Listed by Vitalik Buterin as a “long-time dream” for the Ethereum developer community, innovations around account abstraction, mainly EIP-2938 and EIP-3074, have swirled since 2020. However, both required tradeoffs around security and implementation. EIP-4337, the most promising development thus far, proposes a version of account abstraction without requiring changes to the Ethereum protocol.
Account Abstraction and StarkNet
Unlike Bitcoin and Ethereum which are retrofitting their current protocols to support account abstraction, StarkNet has implemented account abstraction since day one. When coupled with the scalability and capabilities of our STARK proofs, the potential for wallet innovation is limitless. This is why the next generation of self-custodial wallets, like Argent and Braavos, are currently being built on top of our network.
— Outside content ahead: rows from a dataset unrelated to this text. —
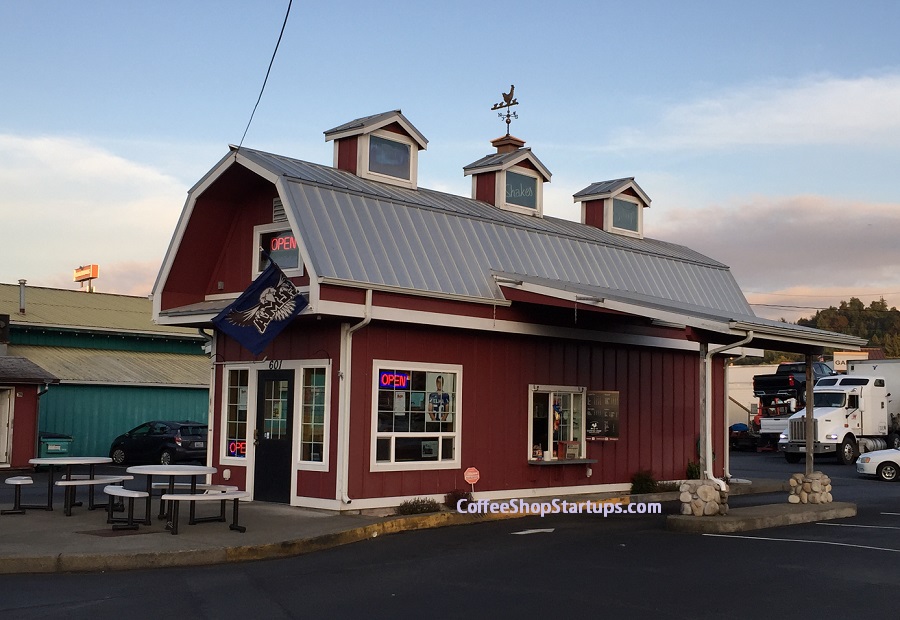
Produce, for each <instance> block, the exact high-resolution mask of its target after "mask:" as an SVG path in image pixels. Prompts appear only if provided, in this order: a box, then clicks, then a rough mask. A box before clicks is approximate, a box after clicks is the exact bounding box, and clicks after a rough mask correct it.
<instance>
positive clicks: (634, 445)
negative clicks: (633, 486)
mask: <svg viewBox="0 0 900 620" xmlns="http://www.w3.org/2000/svg"><path fill="white" fill-rule="evenodd" d="M423 343H428V346H427V347H424V346H423ZM353 348H354V350H353V375H352V377H353V387H352V411H351V422H350V428H351V436H350V442H351V446H350V451H351V454H352V455H353V462H352V463H351V465H350V497H351V498H353V497H358V498H365V497H379V496H397V495H421V494H427V493H446V492H447V491H449V490H451V489H453V488H464V487H465V483H464V482H463V480H462V471H463V470H464V469H465V468H466V467H470V466H474V467H477V468H478V469H479V470H480V471H481V481H480V482H479V484H478V490H481V491H489V490H500V489H518V488H530V487H538V488H539V487H553V486H567V485H583V484H602V483H621V482H628V481H630V479H631V476H632V475H633V474H634V473H635V472H637V471H639V470H644V469H648V470H651V471H652V472H653V474H654V475H655V476H656V477H657V478H658V479H679V478H683V477H684V475H685V469H686V466H687V462H688V461H689V460H697V454H696V451H697V449H696V442H697V438H698V437H699V428H698V425H699V411H698V406H699V394H698V386H699V364H700V359H699V355H698V353H691V352H680V351H670V350H660V349H649V348H628V347H619V346H613V345H604V344H595V343H586V342H577V341H564V340H553V339H547V338H528V337H524V336H508V335H499V334H487V333H477V332H463V331H459V330H440V329H428V328H414V327H409V326H406V327H403V328H402V329H400V328H392V327H390V326H385V325H377V324H370V325H369V326H368V327H366V328H365V329H363V330H360V331H359V332H357V333H356V334H355V335H354V340H353ZM434 352H440V353H439V354H435V353H434ZM373 359H392V360H403V361H410V362H431V363H435V364H460V365H462V366H463V392H462V428H463V436H462V447H461V455H462V463H461V466H462V467H461V469H460V470H439V471H426V472H420V471H413V472H386V473H372V472H369V462H370V450H371V448H370V446H371V444H370V438H371V420H372V411H371V403H372V385H373V377H372V360H373ZM723 377H724V374H723V370H722V365H721V363H718V362H717V364H716V365H715V372H714V378H713V379H714V381H715V382H716V385H720V384H721V381H722V379H723ZM532 383H534V384H552V385H575V386H578V385H584V386H585V387H587V388H588V389H591V390H618V391H620V408H621V411H620V439H619V441H610V442H590V443H589V444H588V448H587V449H588V457H590V458H595V459H597V460H598V461H599V462H598V463H597V464H595V465H593V467H592V468H593V476H592V477H591V478H587V477H586V468H585V466H584V465H571V466H567V465H556V466H536V465H529V464H527V462H526V460H527V436H528V428H527V423H528V411H527V404H528V385H529V384H532ZM716 393H717V394H718V395H716ZM721 394H722V392H721V387H719V388H717V390H716V391H715V392H714V396H713V402H714V403H715V425H716V428H718V429H719V430H718V431H717V432H716V433H717V434H716V436H717V437H719V439H717V440H716V452H717V454H721V450H722V439H721V435H722V432H721V430H722V426H721V425H722V420H723V409H724V408H723V404H722V403H721ZM717 469H718V470H719V471H721V458H719V459H718V460H717Z"/></svg>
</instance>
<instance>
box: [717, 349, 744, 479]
mask: <svg viewBox="0 0 900 620" xmlns="http://www.w3.org/2000/svg"><path fill="white" fill-rule="evenodd" d="M745 357H747V354H746V353H745V354H742V355H741V356H740V357H737V358H735V359H733V360H731V364H726V365H725V399H724V400H725V425H724V426H725V443H724V444H723V445H724V446H725V469H724V471H725V479H726V480H731V450H729V449H728V444H729V443H731V435H730V434H729V430H728V429H729V426H728V398H729V397H728V378H729V375H730V374H731V366H732V365H733V364H734V363H735V362H738V361H740V360H742V359H744V358H745Z"/></svg>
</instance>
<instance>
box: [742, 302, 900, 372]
mask: <svg viewBox="0 0 900 620" xmlns="http://www.w3.org/2000/svg"><path fill="white" fill-rule="evenodd" d="M797 325H801V326H803V327H814V328H816V329H824V330H827V331H831V332H838V333H841V334H849V335H851V336H857V337H859V338H865V339H866V340H867V341H868V343H867V346H869V347H880V348H881V349H882V350H884V354H885V356H886V357H889V358H893V357H900V310H897V308H888V305H887V302H885V301H884V299H883V298H882V299H880V300H878V301H873V302H872V303H870V304H869V305H868V307H867V306H866V305H865V304H863V302H862V301H860V300H859V299H857V298H856V297H851V298H850V301H842V302H841V303H840V305H839V306H838V307H836V308H835V307H834V306H831V307H830V308H826V309H824V310H819V311H818V312H816V313H815V314H814V315H813V316H811V317H810V318H808V319H800V320H798V321H797ZM745 359H746V360H747V361H746V362H743V363H749V364H760V363H762V364H770V363H777V362H784V361H799V360H802V359H803V356H802V355H798V354H793V353H783V352H780V351H766V354H765V357H763V358H762V359H760V358H752V359H748V358H745Z"/></svg>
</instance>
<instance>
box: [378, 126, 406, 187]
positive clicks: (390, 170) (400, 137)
mask: <svg viewBox="0 0 900 620" xmlns="http://www.w3.org/2000/svg"><path fill="white" fill-rule="evenodd" d="M390 133H391V132H388V131H385V132H376V133H373V134H371V135H369V136H368V139H369V148H368V162H367V164H368V165H367V166H366V169H367V170H368V171H369V173H371V174H376V175H384V176H388V177H391V178H393V179H398V180H402V181H407V182H408V181H410V180H411V179H412V176H413V175H412V170H413V169H414V166H413V165H412V162H413V160H414V159H415V156H414V153H417V152H418V149H413V145H412V140H409V139H407V140H403V137H402V136H401V135H399V134H393V135H390V137H388V136H387V135H385V134H390ZM413 186H415V184H413Z"/></svg>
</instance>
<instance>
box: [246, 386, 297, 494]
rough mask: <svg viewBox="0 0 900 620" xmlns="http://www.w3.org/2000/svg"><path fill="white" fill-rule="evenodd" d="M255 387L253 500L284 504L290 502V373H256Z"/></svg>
mask: <svg viewBox="0 0 900 620" xmlns="http://www.w3.org/2000/svg"><path fill="white" fill-rule="evenodd" d="M257 386H258V389H257V392H256V393H257V397H256V435H255V438H254V445H255V446H256V449H255V454H256V456H255V459H256V461H255V466H254V475H253V499H256V500H260V501H264V502H279V503H282V504H288V503H290V500H291V448H292V446H293V432H292V430H293V426H294V371H293V370H268V371H260V373H259V377H258V382H257Z"/></svg>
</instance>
StarkNet’s approach is similar to EIP-4337, acknowledging that complete account abstraction would still result in confusing UX and could open the door to attacks on sequencers. Rather, it aims to achieve both signature abstraction and payment abstraction by mutualizing some of the required on and off-chain infrastructure.
And while there’s still much more work to do, account abstraction is gaining traction beyond a small circle of crypto natives. In December, Visa proposed the idea of using account abstraction to set up automatic recurring payments on StarkNet. Using a delegatable account, users can grant permission to initiate a payment to a pre-approved smart contract. From there, the smart contract will be programmed to deduct a set payment amount on a specific day, over a set duration of time. While Visa hasn’t yet revealed its plans for its own services, the interest alone speaks volumes, and may foreshadow a world where big-tech subscription platforms like Netflix and Spotify could embrace crypto-adoption.
As for what the future holds, only time will tell. But one thing is certain. By making wallets easier and safe to use, account abstraction will serve as a powerful catalyst for self-custodial blockchain wallets to scale to millions of mainstream crypto-users. We’ll keep on building in the meantime.